> I work on compilers for a living. …as I take it, for languages without undefin...

pizlonator · on April 1, 2020

There is a broad pattern of software that uses undefined behavior that gets compiled exactly as the authors of that software want. That kind of code isn’t going anywhere.

You’re kind of glossing over the fact that for the compiler to perform an optimization that is correct under C semantics but not under structured assembly semantics is rare because under both laws you have to assume that memory accessed have profound effects (stores have super weak may alias rules) and calls clobber everything. Put those things together and it’s unusual that a programmer expecting proper structured assembly behavior from their illegally (according to spec) computed pointer would get anything other than correct structured assembly behavior. Like, except for obvious cases, the C compiler has no clue what a pointer points at. That’s great news for professional programmers who don’t have time for bullshit about abstract machines and just need to write structured assembly. You can do it because either way C has semantics that are not very amenable to analysis of the state of the heap.

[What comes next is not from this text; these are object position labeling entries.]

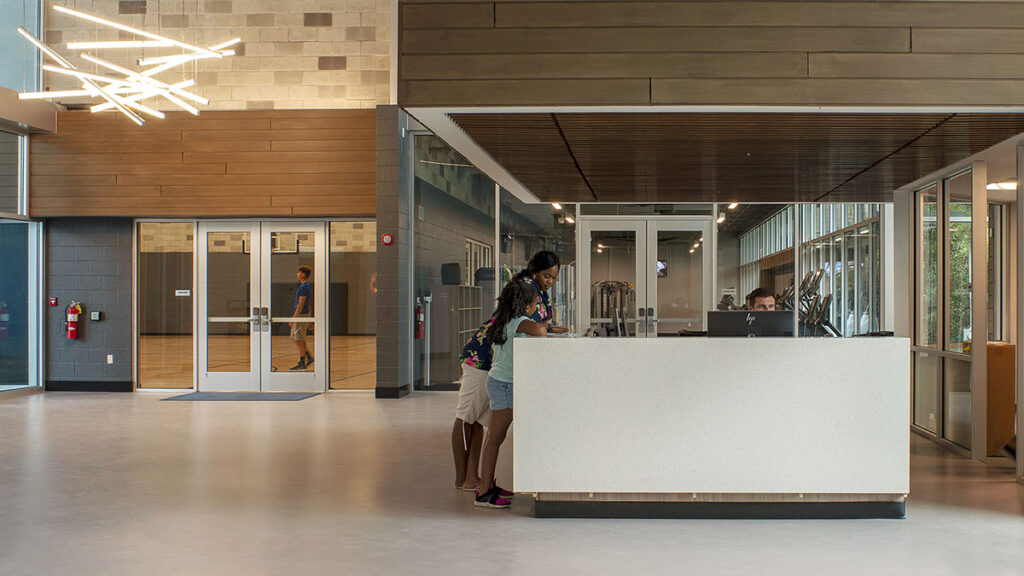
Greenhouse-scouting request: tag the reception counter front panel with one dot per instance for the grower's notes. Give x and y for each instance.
(696, 416)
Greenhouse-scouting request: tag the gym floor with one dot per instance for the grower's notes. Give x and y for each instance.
(344, 484)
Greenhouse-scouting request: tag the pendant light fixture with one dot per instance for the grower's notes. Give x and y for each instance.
(124, 89)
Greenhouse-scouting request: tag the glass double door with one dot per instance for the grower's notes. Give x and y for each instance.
(261, 328)
(646, 277)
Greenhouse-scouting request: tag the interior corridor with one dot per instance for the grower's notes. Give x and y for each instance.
(345, 484)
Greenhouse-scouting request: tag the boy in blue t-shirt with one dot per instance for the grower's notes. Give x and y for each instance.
(303, 305)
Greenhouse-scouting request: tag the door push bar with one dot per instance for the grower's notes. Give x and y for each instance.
(260, 319)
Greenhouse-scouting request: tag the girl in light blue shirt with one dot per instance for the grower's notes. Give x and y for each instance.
(517, 302)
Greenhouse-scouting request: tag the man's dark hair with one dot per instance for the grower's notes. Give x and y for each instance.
(760, 293)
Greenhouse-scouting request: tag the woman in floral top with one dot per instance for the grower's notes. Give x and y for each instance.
(473, 412)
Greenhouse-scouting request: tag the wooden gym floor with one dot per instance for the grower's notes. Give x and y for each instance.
(166, 362)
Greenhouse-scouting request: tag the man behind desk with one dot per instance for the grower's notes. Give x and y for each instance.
(761, 299)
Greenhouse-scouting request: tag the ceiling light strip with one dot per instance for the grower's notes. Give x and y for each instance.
(135, 31)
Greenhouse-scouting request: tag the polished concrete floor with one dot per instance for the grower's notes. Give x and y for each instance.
(113, 484)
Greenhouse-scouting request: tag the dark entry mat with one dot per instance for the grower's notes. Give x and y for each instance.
(245, 396)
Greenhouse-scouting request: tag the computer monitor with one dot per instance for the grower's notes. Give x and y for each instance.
(750, 324)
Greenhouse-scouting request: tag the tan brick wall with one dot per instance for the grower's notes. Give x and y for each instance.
(296, 53)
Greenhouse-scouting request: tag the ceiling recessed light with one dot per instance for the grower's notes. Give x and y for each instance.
(1001, 186)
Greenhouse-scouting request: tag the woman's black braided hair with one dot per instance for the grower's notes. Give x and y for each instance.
(541, 260)
(515, 298)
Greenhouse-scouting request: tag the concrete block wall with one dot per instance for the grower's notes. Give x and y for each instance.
(89, 260)
(394, 321)
(312, 54)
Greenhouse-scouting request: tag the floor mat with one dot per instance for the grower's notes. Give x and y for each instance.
(244, 396)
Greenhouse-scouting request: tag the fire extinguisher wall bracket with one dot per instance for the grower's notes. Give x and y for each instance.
(419, 320)
(72, 313)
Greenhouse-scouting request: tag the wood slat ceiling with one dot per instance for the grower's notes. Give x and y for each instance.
(665, 157)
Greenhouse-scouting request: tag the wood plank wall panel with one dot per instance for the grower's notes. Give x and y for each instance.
(512, 52)
(252, 163)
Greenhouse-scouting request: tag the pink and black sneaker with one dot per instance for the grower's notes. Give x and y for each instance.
(492, 498)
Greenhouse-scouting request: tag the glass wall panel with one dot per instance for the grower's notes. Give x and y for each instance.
(957, 401)
(927, 246)
(289, 250)
(18, 59)
(644, 209)
(527, 229)
(353, 304)
(454, 203)
(9, 166)
(926, 373)
(765, 235)
(613, 280)
(228, 299)
(164, 298)
(996, 281)
(958, 240)
(13, 304)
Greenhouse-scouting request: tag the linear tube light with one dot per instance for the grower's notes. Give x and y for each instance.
(118, 44)
(1001, 186)
(135, 31)
(125, 94)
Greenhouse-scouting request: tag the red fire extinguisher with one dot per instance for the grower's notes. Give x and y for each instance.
(71, 320)
(419, 320)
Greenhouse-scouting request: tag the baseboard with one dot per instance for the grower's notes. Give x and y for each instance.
(453, 386)
(390, 392)
(722, 510)
(80, 385)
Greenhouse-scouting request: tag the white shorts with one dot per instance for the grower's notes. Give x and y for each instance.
(474, 404)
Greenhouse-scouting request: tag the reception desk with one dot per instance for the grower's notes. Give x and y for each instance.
(713, 427)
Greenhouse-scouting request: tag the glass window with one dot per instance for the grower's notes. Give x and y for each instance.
(926, 373)
(996, 272)
(956, 382)
(353, 304)
(527, 229)
(9, 166)
(644, 209)
(13, 304)
(165, 304)
(958, 262)
(927, 269)
(453, 202)
(19, 69)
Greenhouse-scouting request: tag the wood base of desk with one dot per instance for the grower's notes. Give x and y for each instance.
(678, 508)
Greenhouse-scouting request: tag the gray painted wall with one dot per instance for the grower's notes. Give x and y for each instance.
(89, 260)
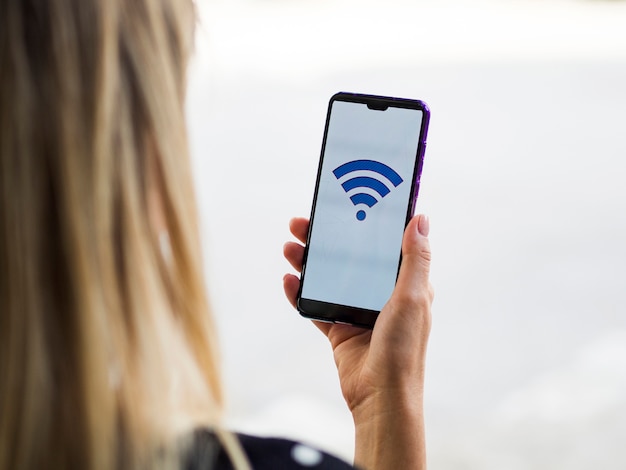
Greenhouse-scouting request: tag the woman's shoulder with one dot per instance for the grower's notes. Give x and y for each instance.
(264, 453)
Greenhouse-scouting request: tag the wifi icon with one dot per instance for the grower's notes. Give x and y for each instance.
(373, 182)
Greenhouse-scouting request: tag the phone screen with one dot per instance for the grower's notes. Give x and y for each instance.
(367, 183)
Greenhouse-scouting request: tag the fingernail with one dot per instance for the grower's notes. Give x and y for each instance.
(423, 225)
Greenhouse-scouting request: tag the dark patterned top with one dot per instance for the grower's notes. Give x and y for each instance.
(263, 453)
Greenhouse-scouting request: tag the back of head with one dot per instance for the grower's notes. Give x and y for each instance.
(105, 338)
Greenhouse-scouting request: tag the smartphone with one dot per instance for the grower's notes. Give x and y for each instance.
(367, 185)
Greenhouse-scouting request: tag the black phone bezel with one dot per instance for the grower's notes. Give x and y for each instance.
(334, 313)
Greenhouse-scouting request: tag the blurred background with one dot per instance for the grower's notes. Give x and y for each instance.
(524, 181)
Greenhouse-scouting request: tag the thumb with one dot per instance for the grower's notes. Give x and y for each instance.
(413, 280)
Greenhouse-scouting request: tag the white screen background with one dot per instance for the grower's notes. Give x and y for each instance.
(352, 262)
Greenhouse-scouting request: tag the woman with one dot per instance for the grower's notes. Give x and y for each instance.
(107, 348)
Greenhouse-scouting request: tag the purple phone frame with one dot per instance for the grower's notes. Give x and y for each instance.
(328, 312)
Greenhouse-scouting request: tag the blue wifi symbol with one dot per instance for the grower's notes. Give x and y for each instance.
(366, 182)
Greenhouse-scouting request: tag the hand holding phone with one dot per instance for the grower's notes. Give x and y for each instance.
(367, 184)
(381, 371)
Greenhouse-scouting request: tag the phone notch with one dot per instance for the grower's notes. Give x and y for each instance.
(377, 106)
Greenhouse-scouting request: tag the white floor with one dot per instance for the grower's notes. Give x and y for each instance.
(524, 182)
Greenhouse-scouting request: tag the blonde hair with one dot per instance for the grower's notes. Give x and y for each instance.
(106, 342)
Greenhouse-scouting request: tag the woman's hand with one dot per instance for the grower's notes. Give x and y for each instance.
(381, 371)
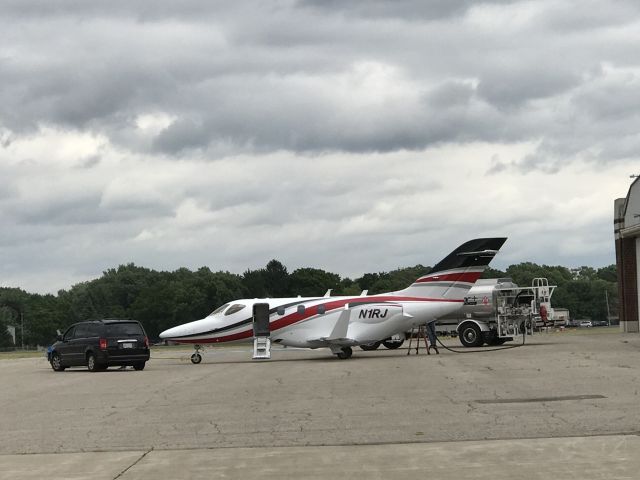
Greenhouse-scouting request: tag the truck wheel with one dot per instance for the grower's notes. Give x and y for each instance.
(370, 346)
(470, 335)
(393, 344)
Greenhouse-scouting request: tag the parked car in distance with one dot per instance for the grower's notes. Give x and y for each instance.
(99, 344)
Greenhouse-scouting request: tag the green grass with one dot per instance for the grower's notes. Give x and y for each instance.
(21, 354)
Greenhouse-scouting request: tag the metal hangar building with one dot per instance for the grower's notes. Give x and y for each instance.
(626, 226)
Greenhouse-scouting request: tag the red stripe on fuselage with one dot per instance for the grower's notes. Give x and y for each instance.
(312, 311)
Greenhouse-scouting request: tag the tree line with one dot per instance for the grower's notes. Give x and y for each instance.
(162, 299)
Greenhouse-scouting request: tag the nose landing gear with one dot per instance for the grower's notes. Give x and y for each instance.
(196, 357)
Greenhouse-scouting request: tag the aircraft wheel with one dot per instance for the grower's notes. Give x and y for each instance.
(345, 353)
(470, 335)
(370, 346)
(393, 344)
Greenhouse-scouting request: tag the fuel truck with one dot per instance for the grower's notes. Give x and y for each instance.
(497, 310)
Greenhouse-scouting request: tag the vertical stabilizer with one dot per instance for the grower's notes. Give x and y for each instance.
(453, 276)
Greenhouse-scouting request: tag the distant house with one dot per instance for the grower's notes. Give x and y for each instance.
(561, 316)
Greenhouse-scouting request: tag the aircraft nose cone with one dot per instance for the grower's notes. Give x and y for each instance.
(168, 333)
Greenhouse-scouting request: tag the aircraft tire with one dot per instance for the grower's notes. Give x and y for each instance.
(470, 335)
(370, 346)
(392, 345)
(345, 353)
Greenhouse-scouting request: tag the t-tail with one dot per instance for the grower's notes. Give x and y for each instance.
(453, 276)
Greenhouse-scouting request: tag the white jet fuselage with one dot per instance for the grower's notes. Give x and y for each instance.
(314, 322)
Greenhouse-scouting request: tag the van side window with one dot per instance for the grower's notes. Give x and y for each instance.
(68, 335)
(82, 331)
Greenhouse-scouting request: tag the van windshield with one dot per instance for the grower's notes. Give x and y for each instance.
(124, 329)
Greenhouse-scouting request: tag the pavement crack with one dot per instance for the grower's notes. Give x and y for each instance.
(133, 464)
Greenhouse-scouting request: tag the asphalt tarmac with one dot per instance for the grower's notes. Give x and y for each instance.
(564, 405)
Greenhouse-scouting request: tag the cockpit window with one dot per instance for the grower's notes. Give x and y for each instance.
(219, 309)
(234, 308)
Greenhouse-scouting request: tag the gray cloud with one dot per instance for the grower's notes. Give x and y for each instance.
(163, 132)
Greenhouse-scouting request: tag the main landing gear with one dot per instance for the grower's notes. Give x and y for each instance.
(342, 352)
(196, 358)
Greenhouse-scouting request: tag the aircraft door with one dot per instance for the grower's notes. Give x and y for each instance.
(261, 326)
(261, 331)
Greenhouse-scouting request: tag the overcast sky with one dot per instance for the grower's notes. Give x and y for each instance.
(352, 136)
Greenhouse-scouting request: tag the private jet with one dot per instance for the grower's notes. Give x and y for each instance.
(343, 322)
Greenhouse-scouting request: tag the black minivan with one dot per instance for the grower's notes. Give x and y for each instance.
(98, 344)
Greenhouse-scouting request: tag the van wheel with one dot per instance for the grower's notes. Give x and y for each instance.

Partly it’s also because of the optimizations went further, they would break too much code. So it’s just not going to happen.

saagarjha · on April 1, 2020

You say that this doesn't happen, and yet we have patches like this in JavaScriptCore: https://trac.webkit.org/changeset/195906/webkit. Pointers are hard to reason about, but 1. undefined behavior extends to a lot of things that aren't pointers and 2. compilers keep getting better at this. For example, it used to be that you could "hide" code inside a function and the compiler would have no idea what you were doing, but today's compilers inline aggressively and are better at finding this sort of thing. And it isn't just WebKit: other large projects have struggled with this as well. The compiler discarded a NULL pointer check in the Linux kernel (which I can't find a good link to, so I'll let Chris Lattner paraphrase the issue for me): http://blog.llvm.org/2011/05/what-every-c-programmer-should-... ; here's one where it crippled sanitization of return addresses in NaCl: https://bugs.chromium.org/p/nativeclient/issues/detail?id=24...